Councilman Dave Spencer said a city-contracted feasibility study concluded a split from Alpine School District was feasible and that residents should have the right to vote on the matter.
"As an American...I thought everybody should have a right to vote," Spencer said, tying his position to civic participation and local control over school funding.

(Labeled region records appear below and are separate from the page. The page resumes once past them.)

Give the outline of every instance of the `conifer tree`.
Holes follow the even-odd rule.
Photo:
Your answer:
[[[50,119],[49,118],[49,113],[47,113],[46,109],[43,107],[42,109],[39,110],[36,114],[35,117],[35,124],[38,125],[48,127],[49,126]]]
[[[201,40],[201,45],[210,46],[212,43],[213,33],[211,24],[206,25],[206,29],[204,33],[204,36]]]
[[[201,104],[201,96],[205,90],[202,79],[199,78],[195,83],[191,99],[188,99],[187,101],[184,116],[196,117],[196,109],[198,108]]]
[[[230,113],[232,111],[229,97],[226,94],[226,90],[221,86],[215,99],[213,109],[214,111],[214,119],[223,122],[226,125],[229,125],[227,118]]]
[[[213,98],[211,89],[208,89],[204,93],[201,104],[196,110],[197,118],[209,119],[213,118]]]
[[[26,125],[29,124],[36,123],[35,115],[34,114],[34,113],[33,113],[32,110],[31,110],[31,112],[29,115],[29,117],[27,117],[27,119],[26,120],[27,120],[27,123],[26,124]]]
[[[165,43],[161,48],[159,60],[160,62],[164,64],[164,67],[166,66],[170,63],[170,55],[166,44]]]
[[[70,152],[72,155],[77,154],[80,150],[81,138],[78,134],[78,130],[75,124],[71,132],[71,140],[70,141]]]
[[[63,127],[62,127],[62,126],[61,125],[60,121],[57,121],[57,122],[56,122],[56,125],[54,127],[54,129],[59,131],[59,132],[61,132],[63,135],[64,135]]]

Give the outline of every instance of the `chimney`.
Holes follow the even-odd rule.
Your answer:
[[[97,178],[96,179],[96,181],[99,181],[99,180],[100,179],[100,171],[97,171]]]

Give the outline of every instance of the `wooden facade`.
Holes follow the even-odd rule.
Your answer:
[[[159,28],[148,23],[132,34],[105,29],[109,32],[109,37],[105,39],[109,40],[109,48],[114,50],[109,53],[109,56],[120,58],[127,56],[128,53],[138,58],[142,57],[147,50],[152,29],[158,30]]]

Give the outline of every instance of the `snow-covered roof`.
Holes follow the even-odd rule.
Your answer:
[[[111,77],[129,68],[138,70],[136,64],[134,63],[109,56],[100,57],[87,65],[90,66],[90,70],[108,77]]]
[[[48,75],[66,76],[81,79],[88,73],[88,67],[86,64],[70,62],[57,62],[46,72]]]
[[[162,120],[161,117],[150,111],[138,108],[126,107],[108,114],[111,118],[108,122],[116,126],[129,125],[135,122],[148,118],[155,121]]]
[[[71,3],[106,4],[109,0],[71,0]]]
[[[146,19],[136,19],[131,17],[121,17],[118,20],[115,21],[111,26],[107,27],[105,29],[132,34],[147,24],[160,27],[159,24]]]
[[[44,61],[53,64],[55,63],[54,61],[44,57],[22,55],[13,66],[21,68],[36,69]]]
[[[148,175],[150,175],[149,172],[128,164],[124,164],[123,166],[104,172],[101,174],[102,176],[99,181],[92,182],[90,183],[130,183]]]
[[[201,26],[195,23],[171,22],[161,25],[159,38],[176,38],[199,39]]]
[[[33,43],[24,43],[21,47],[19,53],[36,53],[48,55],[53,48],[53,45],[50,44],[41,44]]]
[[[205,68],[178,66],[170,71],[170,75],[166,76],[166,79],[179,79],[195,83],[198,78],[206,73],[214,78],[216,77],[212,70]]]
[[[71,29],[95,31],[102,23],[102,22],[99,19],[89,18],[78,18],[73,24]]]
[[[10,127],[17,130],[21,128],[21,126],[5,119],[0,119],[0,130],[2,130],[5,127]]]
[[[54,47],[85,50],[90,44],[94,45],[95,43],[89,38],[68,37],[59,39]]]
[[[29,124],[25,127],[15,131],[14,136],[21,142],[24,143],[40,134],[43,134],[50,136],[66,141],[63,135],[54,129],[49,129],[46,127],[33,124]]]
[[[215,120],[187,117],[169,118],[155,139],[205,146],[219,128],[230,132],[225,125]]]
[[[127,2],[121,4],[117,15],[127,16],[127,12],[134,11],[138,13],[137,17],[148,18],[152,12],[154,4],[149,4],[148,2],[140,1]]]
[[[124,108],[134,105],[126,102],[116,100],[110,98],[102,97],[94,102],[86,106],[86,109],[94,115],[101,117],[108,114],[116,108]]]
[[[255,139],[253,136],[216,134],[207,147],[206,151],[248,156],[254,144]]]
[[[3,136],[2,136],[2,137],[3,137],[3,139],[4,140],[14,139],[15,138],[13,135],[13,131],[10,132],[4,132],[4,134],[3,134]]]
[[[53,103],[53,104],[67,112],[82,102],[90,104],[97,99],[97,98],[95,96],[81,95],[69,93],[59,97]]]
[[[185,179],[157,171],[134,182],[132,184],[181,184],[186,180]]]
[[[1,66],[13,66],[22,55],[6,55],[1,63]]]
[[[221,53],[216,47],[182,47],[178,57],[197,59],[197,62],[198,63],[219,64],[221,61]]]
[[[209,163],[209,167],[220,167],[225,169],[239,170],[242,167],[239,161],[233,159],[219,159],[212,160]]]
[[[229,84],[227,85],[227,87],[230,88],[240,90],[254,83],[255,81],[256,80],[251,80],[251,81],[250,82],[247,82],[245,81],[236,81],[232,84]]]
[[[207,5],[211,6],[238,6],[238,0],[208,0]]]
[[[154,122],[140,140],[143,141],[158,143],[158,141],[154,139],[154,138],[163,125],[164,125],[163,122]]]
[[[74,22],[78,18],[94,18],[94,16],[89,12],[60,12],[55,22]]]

He said the city council voted unanimously, 7-0, to commission the feasibility study.
Spencer criticized opposition campaign messaging during the Prop 2 period, describing a "Stronger Together" campaign claim of a 56% tax increase as "a blatant lie." He said some opponents had early access to PTA email lists and that local actors, including a Tom McDonald, contributed money to oppose the split while the feasibility study was underway.
On taxes and bonds, Spencer said his tax notice showed about 72% of property tax dollars going to Alpine School District and 9.8% to Orem; he also said a proposed $600 million Alpine bond was defeated. "If you look at the numbers," he said, "we'd be paying for that."
Spencer noted the larger reorganization now leaves Orem negotiating asset divisions with two other new districts and said the city could be last in line, possibly requiring arbitration if negotiations fail.
(Background) Spencer portrayed the split debate as driven by tax allocation and seismic safety concerns; he said parents' choices (homeschooling, private and charter schools) account for much of enrollment fluctuation, not a dramatic outflow of students.